The number of methods that consider diversity as an objective is more limited. In any case, several different schemes have been devised, and a large number of different optimization problems have been tackled. As was mentioned earlier, some of the schemes proposed have not been compared against some traditional diversity preservation techniques, such as fitness sharing or crowding. Thus, developing a comparison among the different proposals with some of the most recent published benchmark problems would be of great value. It is also important to note that some of the currently used schemes have limited their use to some specific areas. For instance, the multi-objective novelty-based approaches have only been used in the field of evolutionary robotics. Since they have obtained very promising results, it would be very interesting to test them, for example, in real-parameter optimization environments. In addition, some other diversity preservation techniques might inspire new innovations. For instance, the proposal presented in Landa Silva and Burke (2004) is highly related to the diversity preservation techniques explored herein. In this work, an additional objective is used to promote diversity in multi-objective problems. The objective of each individual is calculated as the contribution to a global diversity measure of the Pareto optimal set. Since this metric is calculated considering the Pareto optimal set and the space of the objectives, it cannot be applied to single-objective optimization. However, adapting it to single-objective optimization should not be too difficult. Since solutions of high-quality were obtained with this proposal, developing an adaptation seems very promising.

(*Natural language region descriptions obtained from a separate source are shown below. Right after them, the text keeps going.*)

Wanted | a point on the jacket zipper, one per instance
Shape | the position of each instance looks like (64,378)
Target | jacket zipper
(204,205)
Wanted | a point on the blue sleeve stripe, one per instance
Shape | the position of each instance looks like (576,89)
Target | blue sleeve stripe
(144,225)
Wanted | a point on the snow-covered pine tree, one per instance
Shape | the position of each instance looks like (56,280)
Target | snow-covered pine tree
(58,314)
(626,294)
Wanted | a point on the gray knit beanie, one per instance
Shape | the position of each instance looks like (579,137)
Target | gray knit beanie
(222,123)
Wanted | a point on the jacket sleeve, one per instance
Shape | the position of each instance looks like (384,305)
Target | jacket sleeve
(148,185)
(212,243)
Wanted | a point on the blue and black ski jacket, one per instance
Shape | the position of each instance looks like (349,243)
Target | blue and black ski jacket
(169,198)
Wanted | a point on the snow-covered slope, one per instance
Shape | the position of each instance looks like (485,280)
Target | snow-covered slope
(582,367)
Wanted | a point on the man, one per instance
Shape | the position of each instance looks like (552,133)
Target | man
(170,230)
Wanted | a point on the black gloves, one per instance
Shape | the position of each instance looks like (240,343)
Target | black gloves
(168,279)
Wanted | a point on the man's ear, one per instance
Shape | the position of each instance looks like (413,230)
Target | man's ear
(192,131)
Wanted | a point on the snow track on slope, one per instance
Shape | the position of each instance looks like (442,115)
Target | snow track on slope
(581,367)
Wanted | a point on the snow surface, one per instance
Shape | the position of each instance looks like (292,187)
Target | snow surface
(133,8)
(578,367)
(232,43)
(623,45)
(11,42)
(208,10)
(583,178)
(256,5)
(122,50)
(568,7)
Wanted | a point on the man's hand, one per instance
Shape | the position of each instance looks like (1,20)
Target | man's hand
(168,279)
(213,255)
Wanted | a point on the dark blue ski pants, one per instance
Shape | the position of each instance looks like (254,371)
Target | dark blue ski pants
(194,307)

Finally, in the case of multiobjectivization, several topics require further research. The use of dynamic objectives is a very promising approach that has yielded high-quality solutions in several schemes. The importance of the order in which they are used has been shown, but so far, proper ordering mechanisms have only been provided for the Job-Shop Scheduling Problem. It would be interesting to conduct similar studies for other typical optimization problems. One of the inconveniences of the above method is the dependency between the ordering mechanism and the optimization problem. It would also be interesting to further analyze whether the ordering might be automatically selected using adaptive mechanisms. In addition, research with scalarizing functions has shown the importance of the location of the original optimum in the Pareto Front. Specifically, clear improvements have been obtained when locating the single-objective optimum in the knee of the Pareto Front. This fact has not been considered in most of the currently available decomposition-based approaches. Therefore, it would be interesting to analyze whether these ideas provide any additional benefits with other optimization problems. Some authors have remarked that multiobjectivization might be useful for test-based problems, where a single-objective function usually aggregates the scores obtained on the tests (Jong and Bucci 2008). Instead of aggregating the results, moeas could be applied. However, in those cases where the number of tests is large, significant drawbacks might appear. For this reason, the development of approximate schemes to properly reduce the number of dimensions seems highly promising. Finally, some authors have noted the relationship between multiobjectivization and the balance between exploration and exploitation. In our opinion, the effects on this balance should be further explored. In addition, multiobjectivization might be combined with those scheme that try to explicitly control the balance between exploration and exploitation.